I had a need to listen to two songs at work…
“If Today Was Your Last Day” by Nickelback
“Maybe Tonight, Maybe Tomorrow” by WideAwake
I was having a bit of a sad day. Yesterday, I got a letter from Eastport United Methodist Church in Annapolis (AFD’s chaplain, MaAn Barcelo, is the pastor there) letting me know that they are having a memorial service on All Saint’s Day and would like to say John’s name and project a photo of him. The invited Nathaniel and I to attend.
I was honored and saddened at the same time. Another goodbye to a great man… goodbye… Another photo to pick. Have you ever thought… if you were to die what photo you would want to depict your life? If you could only choose one photo… would it be one from your childhood? One with a beloved pet? One with your parents?

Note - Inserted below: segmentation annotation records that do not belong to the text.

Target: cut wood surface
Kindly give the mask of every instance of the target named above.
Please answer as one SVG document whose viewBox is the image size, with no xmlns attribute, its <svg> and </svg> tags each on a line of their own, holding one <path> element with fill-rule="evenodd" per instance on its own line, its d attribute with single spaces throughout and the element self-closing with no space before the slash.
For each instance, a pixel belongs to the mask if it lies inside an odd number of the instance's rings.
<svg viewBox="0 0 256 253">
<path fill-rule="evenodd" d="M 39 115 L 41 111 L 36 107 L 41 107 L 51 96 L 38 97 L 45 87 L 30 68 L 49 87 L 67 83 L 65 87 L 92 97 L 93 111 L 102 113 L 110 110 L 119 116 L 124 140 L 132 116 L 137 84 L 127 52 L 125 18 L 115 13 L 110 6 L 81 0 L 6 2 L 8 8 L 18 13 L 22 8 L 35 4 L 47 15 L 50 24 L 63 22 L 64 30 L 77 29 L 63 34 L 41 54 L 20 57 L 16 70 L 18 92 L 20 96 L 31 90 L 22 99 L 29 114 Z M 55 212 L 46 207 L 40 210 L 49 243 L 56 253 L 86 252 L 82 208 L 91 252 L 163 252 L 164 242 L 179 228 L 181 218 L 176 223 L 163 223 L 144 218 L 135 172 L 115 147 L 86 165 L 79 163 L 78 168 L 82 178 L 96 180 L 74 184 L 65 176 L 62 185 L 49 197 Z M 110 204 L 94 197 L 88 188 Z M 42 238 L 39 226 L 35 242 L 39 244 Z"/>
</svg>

Your sibling(s)? Your wedding photo? A photo with your kid(s)? A photo with a favorite car? With your house? From a vacation? A work photo? Completing a hobby? How do you condense a whole life into one photo?
Then there was the feeling that since it was in AFD chaplain’s church maybe I should use the official photo from Annapolis Fire Department. At the same time, John was never one who was into formal outfits and ceremonies. The formal photo wasn’t him. He was a firefighter through and through, but the kind who wears turnout gear and does the real work. The kind who loves his job and hopes to be a part of “the big ones.”

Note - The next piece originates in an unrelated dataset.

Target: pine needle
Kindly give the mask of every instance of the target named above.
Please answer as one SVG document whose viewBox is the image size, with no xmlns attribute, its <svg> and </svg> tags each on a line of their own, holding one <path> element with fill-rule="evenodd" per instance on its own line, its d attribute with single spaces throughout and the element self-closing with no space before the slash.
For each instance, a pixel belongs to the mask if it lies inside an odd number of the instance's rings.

So, in the end, I took the easy way out… through tears, I picked some of my favorite photos of John and sent them off in an e-mail with the words: “I’ll let you pick, whichever you choose will be perfect.”
I’m hoping I can find somebody local to drive with me to Annapolis and then I’ll have some moral support, an extra hand for Nathaniel, and a friend to drive with. It’s one of those events that I may get through just fine, or I may become a puddle on the ground. I can try to mentally prepare, but I can’t forecast my emotions.

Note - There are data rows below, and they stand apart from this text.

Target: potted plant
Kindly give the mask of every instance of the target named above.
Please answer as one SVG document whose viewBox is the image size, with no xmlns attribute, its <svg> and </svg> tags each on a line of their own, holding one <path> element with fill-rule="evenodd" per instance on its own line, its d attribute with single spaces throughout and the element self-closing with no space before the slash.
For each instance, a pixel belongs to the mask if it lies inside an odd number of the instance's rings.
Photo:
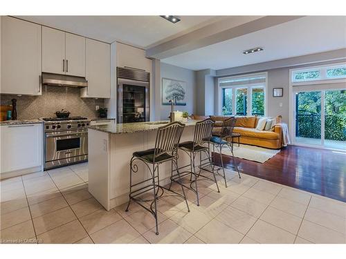
<svg viewBox="0 0 346 259">
<path fill-rule="evenodd" d="M 183 113 L 183 122 L 188 122 L 188 117 L 189 117 L 189 113 L 184 111 Z"/>
<path fill-rule="evenodd" d="M 107 108 L 100 108 L 98 110 L 98 117 L 100 118 L 107 118 Z"/>
</svg>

Overnight at my break, I took my walk in the circle. It was raining, but I needed my quite time alone for thought and reflection. I ended up crying, but that’s fine. I need time to cry and to grieve. I also feel that I need to be able to do most of it away from Nathaniel. It is my silent grief… for me alone. At this point in his life I feel that Nathaniel doesn’t need to know that Mommy isn’t whole and her heart is broken… he’s too young to understand and he doesn’t need worries in his young mind. We’ll make things work… somehow… we have to.
Driving home in the AM, it was still raining… a dreary Tuesday… another week without him… people can keep their “I hate Mondays.” and I’ll stick with “Missing Him Tuesdays.”
Luckily, I was able to chat with two great friends in the early morning hours and I got myself out of my dreary Tuesday funk…
Love always- especially on dreary, drizzly “Missing Him Tuesday.”